Bunca kanın helalini kim kime nasıl ödee
Mezar taşlarıyla barış olur mu?
Gecesi buz anısı kül ışığı kırbaç
Hangi gurbet bir sürgünün yüreğini doldurur
“Kim istemez şad olmayı cihanda” Edip
Viranede baykuş sesi zafer midir?..
20. Bunca şiiri yazdın da ne oldu Şükrü Abi?
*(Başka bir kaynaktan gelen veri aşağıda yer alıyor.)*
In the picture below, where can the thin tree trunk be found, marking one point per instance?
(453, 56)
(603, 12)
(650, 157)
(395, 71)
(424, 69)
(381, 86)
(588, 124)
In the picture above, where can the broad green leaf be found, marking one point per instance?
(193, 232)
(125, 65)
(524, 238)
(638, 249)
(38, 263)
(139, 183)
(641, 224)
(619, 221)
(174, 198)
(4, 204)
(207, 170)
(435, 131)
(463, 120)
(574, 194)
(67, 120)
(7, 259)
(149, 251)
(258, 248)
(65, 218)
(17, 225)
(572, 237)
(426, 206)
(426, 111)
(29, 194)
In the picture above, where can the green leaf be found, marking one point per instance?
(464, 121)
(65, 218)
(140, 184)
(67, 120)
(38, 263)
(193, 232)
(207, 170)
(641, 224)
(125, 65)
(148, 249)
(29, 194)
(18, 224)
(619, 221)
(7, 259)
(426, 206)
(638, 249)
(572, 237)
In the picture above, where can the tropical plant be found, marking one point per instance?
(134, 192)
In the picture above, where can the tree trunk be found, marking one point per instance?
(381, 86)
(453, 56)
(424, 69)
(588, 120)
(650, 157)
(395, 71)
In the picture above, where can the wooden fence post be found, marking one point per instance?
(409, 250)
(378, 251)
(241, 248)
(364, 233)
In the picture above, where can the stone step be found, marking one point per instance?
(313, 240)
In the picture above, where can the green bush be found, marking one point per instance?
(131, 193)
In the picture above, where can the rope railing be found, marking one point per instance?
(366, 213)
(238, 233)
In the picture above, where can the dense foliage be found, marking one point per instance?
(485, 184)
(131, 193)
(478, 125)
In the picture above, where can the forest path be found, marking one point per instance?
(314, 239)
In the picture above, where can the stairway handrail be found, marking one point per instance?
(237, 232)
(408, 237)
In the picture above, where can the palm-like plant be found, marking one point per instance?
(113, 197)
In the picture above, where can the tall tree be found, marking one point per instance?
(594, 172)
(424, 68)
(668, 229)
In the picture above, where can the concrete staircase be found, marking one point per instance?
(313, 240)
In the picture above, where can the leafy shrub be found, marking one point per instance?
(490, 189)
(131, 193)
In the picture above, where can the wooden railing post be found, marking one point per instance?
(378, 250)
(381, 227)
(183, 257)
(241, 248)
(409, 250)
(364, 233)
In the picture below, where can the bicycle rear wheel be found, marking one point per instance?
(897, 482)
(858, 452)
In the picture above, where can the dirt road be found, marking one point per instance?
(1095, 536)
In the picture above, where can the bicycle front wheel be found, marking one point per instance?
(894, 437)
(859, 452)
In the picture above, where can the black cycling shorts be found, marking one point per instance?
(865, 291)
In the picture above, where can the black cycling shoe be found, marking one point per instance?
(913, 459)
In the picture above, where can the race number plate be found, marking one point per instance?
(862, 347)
Biz sormuyoruz, şair soruyor.
Şimdi ben bunca şiiri
Yazdım da ayrılıklar mı bitti.
Kim eşiğinden çıktı da dışarı
Ben yalnızım, bunaldım
Ne olur bir ses
Diye birini ünledi.
Herkes kendi yüzünün hapsinde
Gülüyor başkasının kusuruna
Lunapark aynalarında
Tükeniş kılıktan kılığa giriyor.
Şimdi ben bunca şiiri
Yazdım da ülke mi düzeldi.
Artık evlerde vuruyorlar çocukları
Babaların alkışları arasında.
Özgür dilediğini düşünmekte herkes
Ancak ışık vermeden
Yakacaksın mumunu!
Devletin bekası için
Karakollar değilse de
Dayaklar şeffaf oldu.
Şimdi ben bunca şiiri
Yazdım da yoksulluk mu bitti.
Bir kıyısız zenginliğin büyüsünde
Koca bir halk küçüldükçe küçüldü.
Bilet bacak fal
Bilet bacak fal
İki reklam arasında bolca hayal…
Kurtardı gemisini bu siste birileri
Varılan kıyılarda eyvah
Eyvah ki deniz bitti…
21. Bonus: Film festivalinde şiir ödülü
2013 yılında 17. Altın Portakal Film Festivali’nde “Bağbozumu Şarkıları” adlı eseriyle ödüle lâyık görüldü Şükrü Erbaş.